Par ailleurs, des critères sont exigés pour les matériaux à utiliser en façade des IGH à savoir : le Potentiel Calorifique devrait être inférieur à 25MJ/m2.Ceci pour éviter une inflammation rapide et importante des matériaux posés en façade.
Ce critère a-t-il été respecté ? si oui, publier l’attestation de conformité. Si, non afin d’éviter qu’un autre incendie beaucoup plus violent ne s’y produise, procéder à la mise en conformité.
Une caserne de sapeurs-pompiers devrait être installée à moins de 3Km du Building. Ce critère est-il respecté ? En ma connaissance, la Caserne la plus proche est celle de Malick Sy qui se trouve à plus de 3 Km du Building.

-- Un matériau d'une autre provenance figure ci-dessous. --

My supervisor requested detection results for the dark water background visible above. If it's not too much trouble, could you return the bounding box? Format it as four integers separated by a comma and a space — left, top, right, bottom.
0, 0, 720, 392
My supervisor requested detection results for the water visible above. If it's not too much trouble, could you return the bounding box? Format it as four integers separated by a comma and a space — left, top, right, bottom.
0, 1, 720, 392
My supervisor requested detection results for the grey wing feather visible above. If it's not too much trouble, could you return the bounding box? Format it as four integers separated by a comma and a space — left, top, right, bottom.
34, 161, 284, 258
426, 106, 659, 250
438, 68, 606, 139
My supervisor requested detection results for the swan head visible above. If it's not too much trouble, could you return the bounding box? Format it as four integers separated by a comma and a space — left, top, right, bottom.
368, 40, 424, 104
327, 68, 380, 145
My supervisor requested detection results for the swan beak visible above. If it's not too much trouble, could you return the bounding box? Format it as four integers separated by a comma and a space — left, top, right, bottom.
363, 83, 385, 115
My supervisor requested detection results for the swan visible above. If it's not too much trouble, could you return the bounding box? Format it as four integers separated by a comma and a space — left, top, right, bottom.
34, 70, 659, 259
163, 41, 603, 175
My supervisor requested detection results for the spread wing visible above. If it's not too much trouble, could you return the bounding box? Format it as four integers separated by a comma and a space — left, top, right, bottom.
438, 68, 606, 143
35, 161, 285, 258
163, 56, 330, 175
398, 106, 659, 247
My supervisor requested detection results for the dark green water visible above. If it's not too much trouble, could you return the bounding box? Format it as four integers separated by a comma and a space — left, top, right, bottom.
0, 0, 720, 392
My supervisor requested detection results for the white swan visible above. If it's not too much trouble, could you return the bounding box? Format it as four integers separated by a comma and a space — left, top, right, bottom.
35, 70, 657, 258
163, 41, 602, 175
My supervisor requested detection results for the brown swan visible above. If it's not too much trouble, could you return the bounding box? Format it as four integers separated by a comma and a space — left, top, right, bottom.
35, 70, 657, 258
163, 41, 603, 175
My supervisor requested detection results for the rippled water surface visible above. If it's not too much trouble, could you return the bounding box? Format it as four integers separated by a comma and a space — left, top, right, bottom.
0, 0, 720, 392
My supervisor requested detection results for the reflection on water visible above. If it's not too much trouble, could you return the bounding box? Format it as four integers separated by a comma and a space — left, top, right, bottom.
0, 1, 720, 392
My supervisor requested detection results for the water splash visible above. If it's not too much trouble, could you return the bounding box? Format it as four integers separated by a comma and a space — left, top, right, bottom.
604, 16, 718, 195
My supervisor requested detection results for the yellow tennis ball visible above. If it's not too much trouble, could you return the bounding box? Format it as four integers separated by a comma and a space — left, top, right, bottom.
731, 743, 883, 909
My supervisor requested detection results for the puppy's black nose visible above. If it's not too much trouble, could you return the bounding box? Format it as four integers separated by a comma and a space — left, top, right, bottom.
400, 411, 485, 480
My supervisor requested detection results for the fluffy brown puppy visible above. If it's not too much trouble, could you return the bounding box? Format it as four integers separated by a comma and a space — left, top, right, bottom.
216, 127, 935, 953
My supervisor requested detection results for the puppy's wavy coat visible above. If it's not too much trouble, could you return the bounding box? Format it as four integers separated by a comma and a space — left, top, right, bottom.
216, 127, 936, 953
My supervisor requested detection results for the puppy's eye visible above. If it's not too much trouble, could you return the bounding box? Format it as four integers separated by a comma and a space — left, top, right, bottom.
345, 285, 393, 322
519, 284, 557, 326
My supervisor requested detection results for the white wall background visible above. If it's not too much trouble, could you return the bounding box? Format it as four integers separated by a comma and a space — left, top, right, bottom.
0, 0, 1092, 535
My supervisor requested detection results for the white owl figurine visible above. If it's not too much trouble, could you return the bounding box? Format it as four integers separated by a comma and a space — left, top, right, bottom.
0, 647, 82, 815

Dans le contenu, le potentiel calorifique doit être < 400 MJ/m2 (soit 25 kg de bois), mais aussi il est interdit tout stockage de combustibles liquides, solides ou gazeux à l’exception des cuisines collectives et chaufferies à gaz en terrasses.

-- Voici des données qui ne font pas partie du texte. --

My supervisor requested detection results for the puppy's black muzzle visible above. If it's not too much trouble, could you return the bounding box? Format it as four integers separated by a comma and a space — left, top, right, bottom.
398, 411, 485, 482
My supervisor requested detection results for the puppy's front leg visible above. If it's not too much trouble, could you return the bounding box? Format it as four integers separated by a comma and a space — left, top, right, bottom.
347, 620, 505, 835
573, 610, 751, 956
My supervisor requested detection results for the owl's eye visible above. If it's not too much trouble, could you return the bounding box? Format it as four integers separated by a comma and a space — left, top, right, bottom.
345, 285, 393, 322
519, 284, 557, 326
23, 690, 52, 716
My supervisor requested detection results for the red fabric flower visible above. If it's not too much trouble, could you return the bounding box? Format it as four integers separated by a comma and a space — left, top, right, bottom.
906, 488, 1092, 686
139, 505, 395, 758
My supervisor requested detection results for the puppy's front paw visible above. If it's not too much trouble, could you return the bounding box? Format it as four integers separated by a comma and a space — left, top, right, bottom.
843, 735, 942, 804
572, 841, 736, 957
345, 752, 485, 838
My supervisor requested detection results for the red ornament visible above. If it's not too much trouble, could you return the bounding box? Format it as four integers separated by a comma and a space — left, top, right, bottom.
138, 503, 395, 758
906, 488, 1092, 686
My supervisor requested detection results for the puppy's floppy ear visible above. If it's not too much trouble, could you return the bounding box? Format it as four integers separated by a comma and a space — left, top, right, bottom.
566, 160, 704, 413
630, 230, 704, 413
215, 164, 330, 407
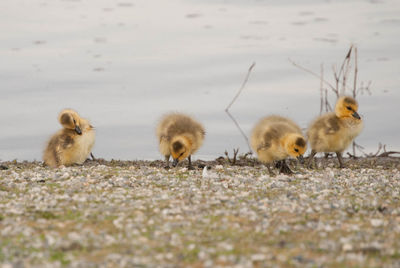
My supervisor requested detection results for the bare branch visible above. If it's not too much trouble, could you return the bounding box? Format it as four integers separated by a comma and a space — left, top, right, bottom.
353, 47, 358, 98
225, 62, 256, 112
319, 63, 324, 114
288, 59, 335, 90
225, 62, 256, 152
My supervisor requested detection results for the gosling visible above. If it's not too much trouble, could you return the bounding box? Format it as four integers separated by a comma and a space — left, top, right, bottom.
307, 96, 363, 168
43, 109, 95, 168
250, 115, 307, 175
156, 113, 205, 169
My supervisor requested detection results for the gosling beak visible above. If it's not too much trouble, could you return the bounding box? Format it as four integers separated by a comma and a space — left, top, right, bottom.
352, 112, 361, 119
297, 155, 304, 164
75, 126, 82, 135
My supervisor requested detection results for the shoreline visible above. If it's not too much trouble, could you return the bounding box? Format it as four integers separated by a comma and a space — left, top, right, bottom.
0, 157, 400, 267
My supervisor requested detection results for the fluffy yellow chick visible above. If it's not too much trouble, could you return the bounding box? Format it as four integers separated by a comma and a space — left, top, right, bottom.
250, 115, 307, 175
307, 96, 363, 168
156, 113, 205, 169
43, 109, 95, 168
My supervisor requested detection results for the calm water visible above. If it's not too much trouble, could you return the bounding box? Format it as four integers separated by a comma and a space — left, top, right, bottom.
0, 0, 400, 160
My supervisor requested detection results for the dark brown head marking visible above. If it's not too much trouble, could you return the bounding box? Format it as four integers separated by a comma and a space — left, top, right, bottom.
62, 136, 74, 149
60, 113, 72, 125
172, 141, 183, 152
295, 137, 306, 147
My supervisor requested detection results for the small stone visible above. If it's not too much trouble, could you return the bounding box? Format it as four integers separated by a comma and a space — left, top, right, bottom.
371, 219, 383, 227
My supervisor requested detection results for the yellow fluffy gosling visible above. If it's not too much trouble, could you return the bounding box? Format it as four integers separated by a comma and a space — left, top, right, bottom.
43, 109, 95, 167
307, 96, 363, 168
156, 113, 205, 169
251, 115, 307, 175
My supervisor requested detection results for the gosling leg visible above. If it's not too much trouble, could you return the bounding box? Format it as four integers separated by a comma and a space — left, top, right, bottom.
164, 155, 170, 169
336, 152, 345, 168
188, 155, 194, 170
279, 160, 293, 175
307, 149, 317, 168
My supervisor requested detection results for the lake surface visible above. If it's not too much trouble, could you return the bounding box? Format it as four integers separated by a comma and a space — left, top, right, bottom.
0, 0, 400, 161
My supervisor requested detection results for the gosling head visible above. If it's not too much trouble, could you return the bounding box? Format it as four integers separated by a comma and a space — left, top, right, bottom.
170, 136, 192, 167
58, 109, 84, 135
335, 96, 361, 120
284, 133, 307, 162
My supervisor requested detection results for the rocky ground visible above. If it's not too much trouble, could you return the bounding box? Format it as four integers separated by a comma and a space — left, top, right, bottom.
0, 158, 400, 267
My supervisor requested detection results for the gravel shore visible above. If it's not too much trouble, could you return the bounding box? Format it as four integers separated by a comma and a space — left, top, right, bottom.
0, 158, 400, 268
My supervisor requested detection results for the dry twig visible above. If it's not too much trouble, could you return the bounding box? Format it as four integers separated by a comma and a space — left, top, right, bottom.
225, 62, 256, 152
225, 148, 239, 165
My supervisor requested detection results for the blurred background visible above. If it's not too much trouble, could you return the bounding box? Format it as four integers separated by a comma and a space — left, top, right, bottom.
0, 0, 400, 161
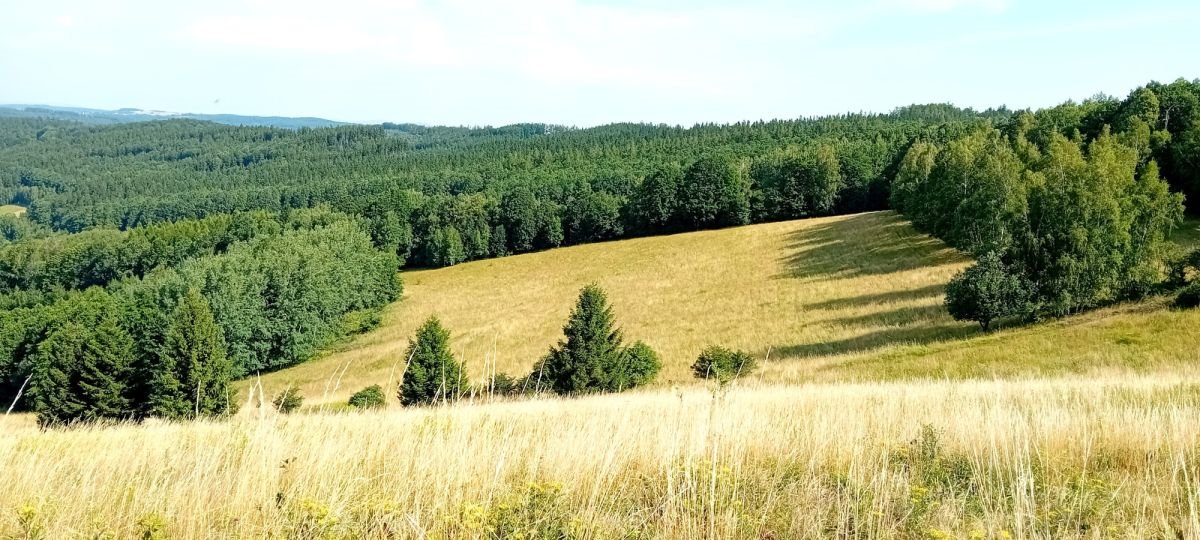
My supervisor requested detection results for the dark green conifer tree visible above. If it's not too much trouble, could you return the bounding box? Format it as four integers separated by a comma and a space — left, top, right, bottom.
400, 317, 468, 406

Il est indiqué que, pour son autonomie en énergie, 30.000 litres de carburant sont stockés pour alimenter les 3 groupes électrogènes. Ces liquides inflammables sont-ils stockés dans le bâtiment ? si oui, ceci représente une non-conformité et un risque aggravant car ce volume est largement supérieur à la limite autorisée en IGH.
Quels sont les types de détecteurs installés et leur installation a été faite sur la base de quelle norme ? NFPA ? APSAD ? Car en effet, un système de détection incendie (SDI) est une unité faisant partie du système de sécurité incendie (SSI), dont l’objectif est de déceler de façon aussi précoce que possible la naissance d’un feu. Une question subsidiaire se pose, les systèmes de détection incendie ont-ils fonctionnés durant l’incendie ? Car si c’était le cas, au niveau du poste de contrôle, il aurait été détecté très tôt et en plus, comme précisé par le SG du Gouvernement, une équipe de sapeurs-pompiers est sur place, le feu aurait pu être maitrisé de façon beaucoup plus précoce.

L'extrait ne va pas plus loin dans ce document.